> AVX2 level includes FMA (fast multiply-add)
FMA acronym is not fast multiply add, it’s fused multiply add. Fused means the instruction computes the entire a * b + c expression using twice as many mantissa bits, only then rounds the number to the precision of the arguments.
It might be the Prism emulator failed to translate FMA instructions into a pair of two FMLA instructions (equally fused ARM64 equivalent), instead it did some emulation of that fused behaviour, which in turn what degraded the performance of the AVX2 emulation.
Author here - thanks - my bad. Fixed 'fast' -> 'fused' :)
I don't have insight into how Prism works, but I have wondered if the right debugger would see the ARM code and let us debug exactly what was going on for sure.

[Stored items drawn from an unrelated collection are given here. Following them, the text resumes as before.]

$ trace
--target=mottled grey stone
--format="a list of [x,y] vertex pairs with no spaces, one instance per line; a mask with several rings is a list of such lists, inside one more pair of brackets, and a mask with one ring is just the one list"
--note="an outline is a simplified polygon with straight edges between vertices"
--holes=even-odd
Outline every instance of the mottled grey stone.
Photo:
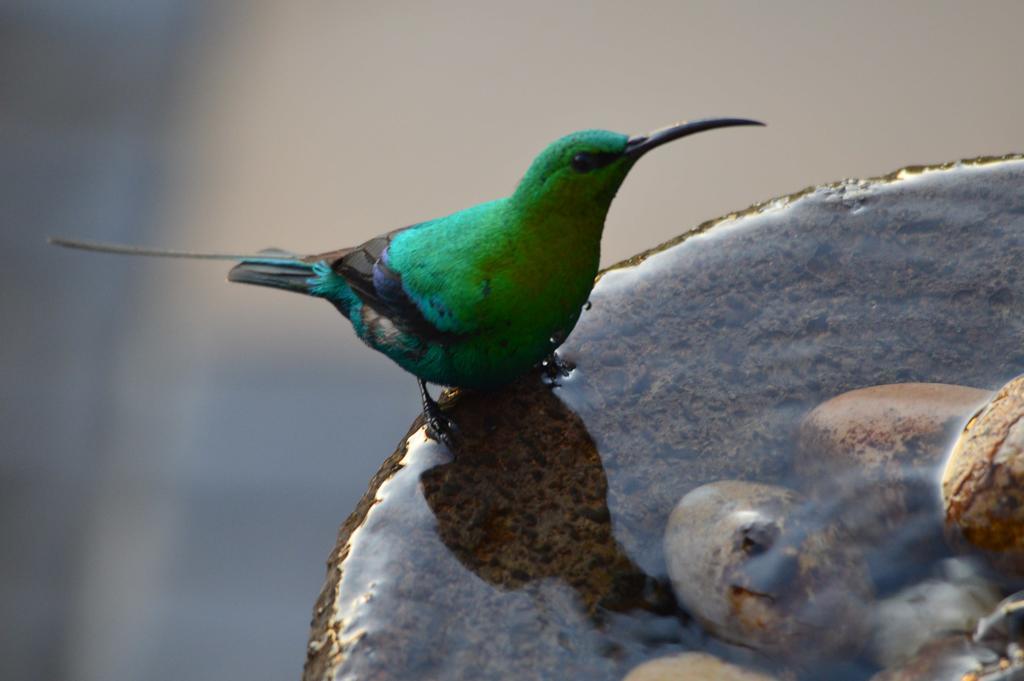
[[1007,157],[808,189],[612,268],[561,385],[454,396],[454,459],[416,423],[384,462],[331,555],[305,678],[617,680],[692,649],[763,663],[673,602],[673,506],[718,479],[798,485],[800,420],[835,395],[1024,371],[1022,262],[1024,160]]

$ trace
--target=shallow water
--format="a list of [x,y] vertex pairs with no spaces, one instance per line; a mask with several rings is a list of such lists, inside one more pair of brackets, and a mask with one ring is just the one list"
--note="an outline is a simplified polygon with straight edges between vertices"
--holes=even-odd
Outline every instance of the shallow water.
[[[670,511],[714,480],[799,487],[800,419],[835,395],[1024,372],[1022,263],[1017,158],[809,190],[613,268],[559,351],[568,377],[460,395],[455,458],[414,430],[385,462],[342,527],[306,678],[620,679],[685,649],[770,666],[679,609]],[[879,594],[948,555],[933,509],[870,551]]]

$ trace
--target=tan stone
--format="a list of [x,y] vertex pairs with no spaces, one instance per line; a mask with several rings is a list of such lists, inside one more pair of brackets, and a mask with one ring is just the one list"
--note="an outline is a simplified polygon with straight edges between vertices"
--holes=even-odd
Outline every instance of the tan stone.
[[[946,383],[895,383],[851,390],[822,403],[800,428],[801,468],[855,467],[885,477],[906,465],[938,465],[943,435],[991,397]],[[810,472],[808,470],[808,472]]]
[[942,475],[947,535],[1024,574],[1024,376],[964,427]]
[[851,390],[804,418],[794,468],[818,496],[847,507],[859,539],[885,540],[905,524],[908,509],[936,498],[950,442],[991,395],[944,383]]
[[775,677],[743,669],[706,653],[683,653],[644,662],[623,681],[772,681]]
[[665,560],[676,596],[708,631],[773,657],[855,651],[873,602],[844,528],[791,490],[726,480],[684,496]]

You’re welcome. Sadly, I don’t know how to observe ARM assembly produced by Prism.
And one more thing.
If you test on an AMD processor, you will probably see much less profit from FMA. Not because it’s slower, but because SSE4 version will runs much faster.
On Intel processors like your Tiger Lake, all 3 operations addition, multiplication and FMA compete for the same execution units. On AMD processors however, multiplication and FMA do as well but addition is independent, e.g. on Zen4 multiplication and FMA run on execution units FP0 or FP1 while addition runs on execution units FP2 or FP3. This way replacing multiply/add combo with FMA on AMD doesn’t substantially improve throughput in FLOPs. The only win is L1i cache and instruction decoder.
You can ... to a degree - Google for "XtaCache"